Student Loses Points on Quiz for Disagreeing Constitution Designed to ‘Perpetrate White Supremacy’

Student Loses Points on Quiz for Disagreeing Constitution Designed to ‘Perpetrate White Supremacy’
A replica of the U.S. Constitution. lynn0101/Pixabay.com
Bill Pan
Updated:

A student at Vanderbilt University reportedly lost points on a quiz for not agreeing that the U.S. Constitution was “designed to perpetuate white supremacy.”

According to a screenshot the Young America’s Foundation (YAF) obtained from the unnamed Vanderbilt student, the online quiz was part of a undergraduate political science class on the 2020 U.S. elections. One of the questions asked students to answer true or false to the statement: “Was the Constitution designed to perpetuate white supremacy and protect the institution of slavery?” The student answered “false,” and that answer was marked wrong.
The syllabus of the course, PSCI 1150: U.S. Elections, says this is the“ largest class that Vanderbilt has ever taught.” The university’s website lists PSCI 1150 as one of the five courses political science majors can take to fulfill their core requirements, as well as the College of Arts and Science’s broader requirement for a course in “History and Culture of the United States.”
Some 800 students are currently enrolled in PSCI 1150, according to YAF. The course is taught online by a group of four professors, notably among them is Pulitzer Prize–winning presidential historian Jon Meacham, who was featured on the last night of Democratic National Convention on Aug. 20.

“This blatant misinformation that is being peddled by these far-left professors to more than 800 impressionable students is despicable,” YAF’s Kara Zupkus wrote. “To attempt to boil down the country’s greatest founding document as simply being white supremacist is a new low—marking any student wrong who dares to disagree with this ridiculous statement is heinous.”

The test’s controversial question comes amid an ongoing debate whether the founding of the United States is rooted in racism—an idea embedded in New York Times’ revisionist 1619 Project and popularized during the nationwide unrest decrying racial injustice.

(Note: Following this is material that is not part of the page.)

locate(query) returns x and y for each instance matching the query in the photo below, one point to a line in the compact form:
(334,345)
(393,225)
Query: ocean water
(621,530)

The 1619 Project is championed by New York Times journalist Nikole Hannah-Jones, who believes that the U.S. history began in 1619 when the first enslaved Africans arrived in Jamestown, Virginia, rather than in 1776, when American colonists declared independence from Britain. In fact, the 1619 Project argues that the United States was racist in its founding, with the Revolutionary War fought to preserve slavery, and the Constitution written to consolidate systematic oppression against people of color.

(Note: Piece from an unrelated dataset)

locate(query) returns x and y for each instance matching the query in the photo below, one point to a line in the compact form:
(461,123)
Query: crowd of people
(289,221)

A curriculum based on the project, developed by the Pulitzer Center, has made its way into public school districts across the nation, including in Chicago, Buffalo, Newark, and Washington.

“Many young Americans have been fed lies about America being a wicked nation plagued by racism,” President Donald Trump said last month during a press conference, adding that he expected students to be taught that the United States is “an exceptional, free and just nation, worth defending, preserving, and protecting.”

“The only path to unity is to rebuild a shared national identity focused on common American values and virtues of which we have plenty,” he said. “This includes restoring patriotic education in our nation’s schools, where they are trying to change everything that we have learned.”